Why We Write
There are certainly mornings when I wonder what I’m doing here. Why share these observations with the blogosphere when I could just as soon express them to family or friends or jot them down in my journal?
I know the answer to that question, but I’ve seldom seen it explained as well as Susan Orlean does in her 2018 nonfiction bestseller The Library Book.
Admitting that before the idea for The Library Book struck her she had sworn off writing books — “working on them felt like a slow-motion wrestling match,” she wrote — she goes on to talk about why the idea pulled her in. The book, which recounts the Los Angeles Public Library’s great fire of 1986 and the beauty and fragility of libraries in general, grew from the love of books Orlean developed as a child and the memory of afternoon excursions to the Bertram Woods Branch of the Shaker Heights (Ohio) Public Library system with her mother. Her mother, much older now and in the throes of dementia, wasn’t remembering those library visits anymore. That left Orlean to remember for both of them.

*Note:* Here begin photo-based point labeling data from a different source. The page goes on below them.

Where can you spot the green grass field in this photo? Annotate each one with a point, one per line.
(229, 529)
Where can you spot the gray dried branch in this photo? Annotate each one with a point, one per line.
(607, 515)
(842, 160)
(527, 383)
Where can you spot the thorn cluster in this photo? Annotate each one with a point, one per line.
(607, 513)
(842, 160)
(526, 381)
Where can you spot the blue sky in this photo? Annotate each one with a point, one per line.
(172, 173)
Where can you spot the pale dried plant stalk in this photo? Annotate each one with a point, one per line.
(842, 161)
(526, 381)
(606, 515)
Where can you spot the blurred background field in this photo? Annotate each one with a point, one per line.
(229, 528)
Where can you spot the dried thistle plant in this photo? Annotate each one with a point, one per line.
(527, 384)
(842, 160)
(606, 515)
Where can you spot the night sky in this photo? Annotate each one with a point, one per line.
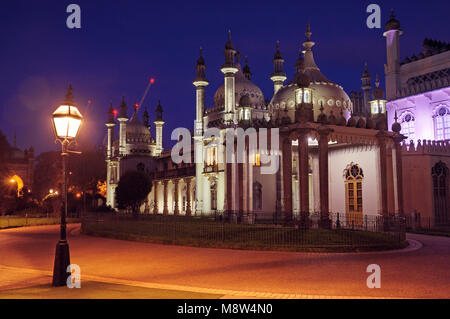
(123, 43)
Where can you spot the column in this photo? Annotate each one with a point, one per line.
(176, 210)
(155, 197)
(287, 179)
(188, 197)
(303, 177)
(165, 209)
(323, 177)
(381, 136)
(398, 163)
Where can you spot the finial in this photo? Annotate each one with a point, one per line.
(69, 94)
(308, 32)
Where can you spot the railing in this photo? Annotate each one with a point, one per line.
(215, 231)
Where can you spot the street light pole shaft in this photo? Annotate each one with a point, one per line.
(64, 155)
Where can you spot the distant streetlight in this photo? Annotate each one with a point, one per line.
(66, 121)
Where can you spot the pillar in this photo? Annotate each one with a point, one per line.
(398, 163)
(165, 209)
(176, 210)
(303, 177)
(188, 197)
(155, 197)
(323, 177)
(287, 179)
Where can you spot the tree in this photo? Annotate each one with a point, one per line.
(132, 190)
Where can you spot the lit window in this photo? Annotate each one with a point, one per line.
(256, 161)
(407, 122)
(442, 124)
(353, 188)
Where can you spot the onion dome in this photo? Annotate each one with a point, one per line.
(370, 124)
(123, 109)
(342, 121)
(377, 92)
(243, 86)
(322, 118)
(245, 101)
(159, 112)
(361, 123)
(332, 118)
(303, 81)
(396, 127)
(136, 132)
(393, 23)
(325, 91)
(351, 121)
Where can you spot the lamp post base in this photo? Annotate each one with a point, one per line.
(62, 261)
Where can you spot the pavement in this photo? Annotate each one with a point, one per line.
(419, 271)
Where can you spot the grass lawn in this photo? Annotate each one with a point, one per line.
(98, 290)
(10, 221)
(239, 236)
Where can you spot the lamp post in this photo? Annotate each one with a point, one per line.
(66, 121)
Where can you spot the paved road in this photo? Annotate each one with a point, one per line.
(417, 273)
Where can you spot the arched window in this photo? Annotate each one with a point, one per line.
(257, 196)
(353, 189)
(442, 123)
(439, 173)
(407, 122)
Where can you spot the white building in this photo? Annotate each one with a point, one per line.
(330, 160)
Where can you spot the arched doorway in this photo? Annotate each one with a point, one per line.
(439, 174)
(354, 176)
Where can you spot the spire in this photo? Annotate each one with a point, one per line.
(145, 118)
(392, 23)
(159, 112)
(69, 95)
(200, 68)
(309, 57)
(110, 114)
(229, 53)
(123, 108)
(247, 72)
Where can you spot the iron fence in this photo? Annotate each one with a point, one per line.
(216, 231)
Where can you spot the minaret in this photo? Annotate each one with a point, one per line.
(308, 54)
(159, 122)
(110, 167)
(278, 76)
(110, 124)
(123, 118)
(229, 69)
(392, 67)
(246, 70)
(200, 83)
(366, 86)
(145, 118)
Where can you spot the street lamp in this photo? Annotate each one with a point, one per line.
(66, 121)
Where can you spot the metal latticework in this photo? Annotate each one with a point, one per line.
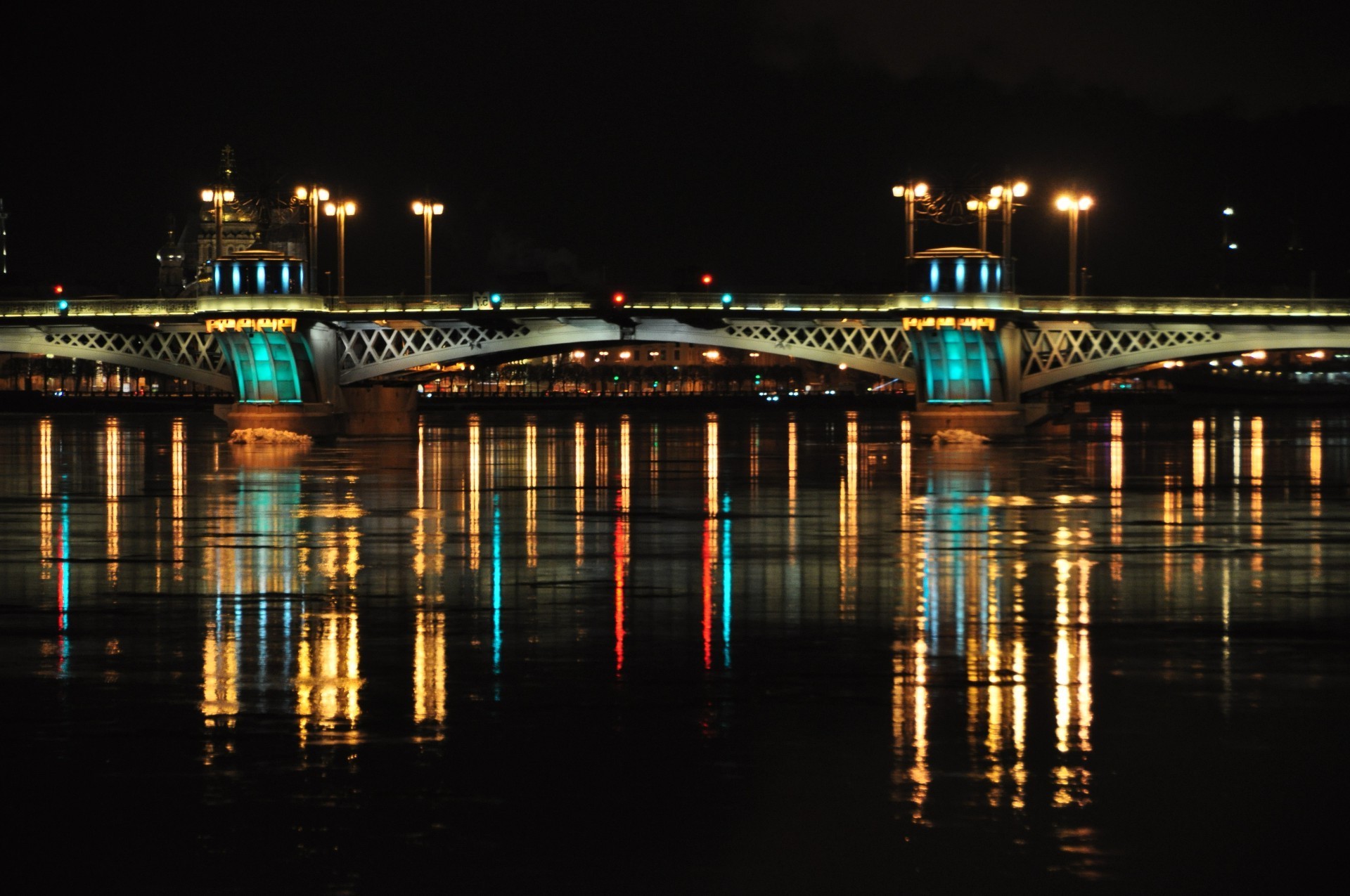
(195, 351)
(381, 351)
(882, 344)
(1046, 350)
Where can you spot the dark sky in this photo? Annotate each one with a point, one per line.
(636, 143)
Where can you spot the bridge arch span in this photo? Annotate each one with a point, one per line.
(1055, 354)
(183, 353)
(375, 351)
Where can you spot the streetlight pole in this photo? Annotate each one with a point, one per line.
(218, 196)
(1074, 204)
(340, 211)
(1006, 195)
(312, 196)
(909, 192)
(427, 209)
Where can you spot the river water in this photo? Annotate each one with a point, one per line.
(662, 651)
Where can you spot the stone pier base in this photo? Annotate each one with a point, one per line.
(380, 410)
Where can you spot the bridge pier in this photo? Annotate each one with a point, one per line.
(374, 410)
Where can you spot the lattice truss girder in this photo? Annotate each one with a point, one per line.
(861, 346)
(1055, 354)
(177, 353)
(371, 353)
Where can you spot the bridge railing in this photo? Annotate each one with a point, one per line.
(700, 301)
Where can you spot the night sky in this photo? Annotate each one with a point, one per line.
(638, 145)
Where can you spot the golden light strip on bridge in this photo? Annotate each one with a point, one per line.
(949, 323)
(239, 324)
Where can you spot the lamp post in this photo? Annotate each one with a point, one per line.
(218, 196)
(1008, 195)
(982, 207)
(1074, 204)
(911, 193)
(342, 211)
(312, 196)
(427, 209)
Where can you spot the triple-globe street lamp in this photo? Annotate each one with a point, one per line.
(1074, 204)
(911, 192)
(342, 211)
(312, 196)
(427, 209)
(218, 196)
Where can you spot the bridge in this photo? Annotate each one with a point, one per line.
(315, 365)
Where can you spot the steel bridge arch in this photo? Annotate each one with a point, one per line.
(1060, 353)
(180, 351)
(368, 351)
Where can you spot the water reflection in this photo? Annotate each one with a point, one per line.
(384, 592)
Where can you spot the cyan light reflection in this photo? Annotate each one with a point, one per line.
(179, 485)
(726, 582)
(472, 490)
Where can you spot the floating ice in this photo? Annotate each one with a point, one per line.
(269, 436)
(959, 436)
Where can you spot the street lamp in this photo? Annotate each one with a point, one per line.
(312, 196)
(342, 211)
(909, 192)
(1008, 195)
(218, 196)
(1074, 204)
(983, 205)
(427, 209)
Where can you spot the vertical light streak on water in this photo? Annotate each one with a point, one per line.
(848, 523)
(1084, 671)
(794, 564)
(1020, 684)
(179, 485)
(497, 590)
(475, 473)
(1117, 454)
(754, 459)
(64, 591)
(579, 483)
(531, 494)
(112, 475)
(710, 466)
(1316, 466)
(430, 667)
(1257, 466)
(654, 460)
(622, 536)
(709, 559)
(1226, 617)
(1063, 706)
(920, 772)
(726, 580)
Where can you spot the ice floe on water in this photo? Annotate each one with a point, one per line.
(269, 436)
(959, 436)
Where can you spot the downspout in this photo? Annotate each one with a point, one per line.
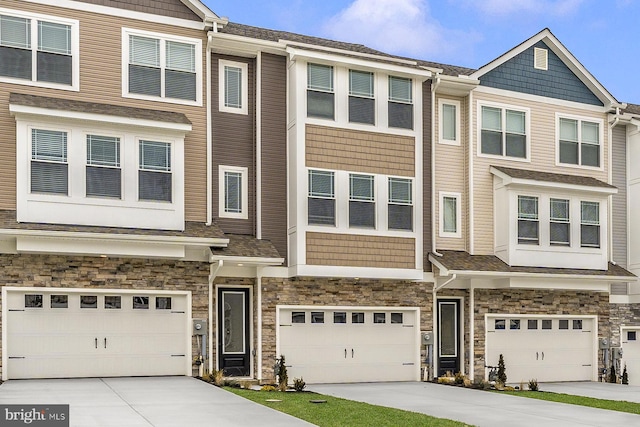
(435, 322)
(214, 268)
(434, 226)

“I knew I was writing this because I was trying hard to preserve those afternoons. I convinced myself that committing them to a page meant the memory was saved, somehow, from the corrosive effect of time.
“The idea of being forgotten is terrifying. I fear not just that I, personally, will be forgotten, but that we are all doomed to being forgotten—that the sum of life is ultimately nothing; that we experience joy and disappointment and aches and delights and loss, make our little mark on the world, and then we vanish, and the mark is erased, and it is as if we never existed. …
“But if something you learn or observe or imagine can be set down and saved, and if you can see your life reflected in previous lives, and you can imagine it reflected in subsequent ones, you can begin to discover order and harmony. You know that you are part of a larger story that has shape and purpose — a tangible, familiar past and a constantly refreshed future.”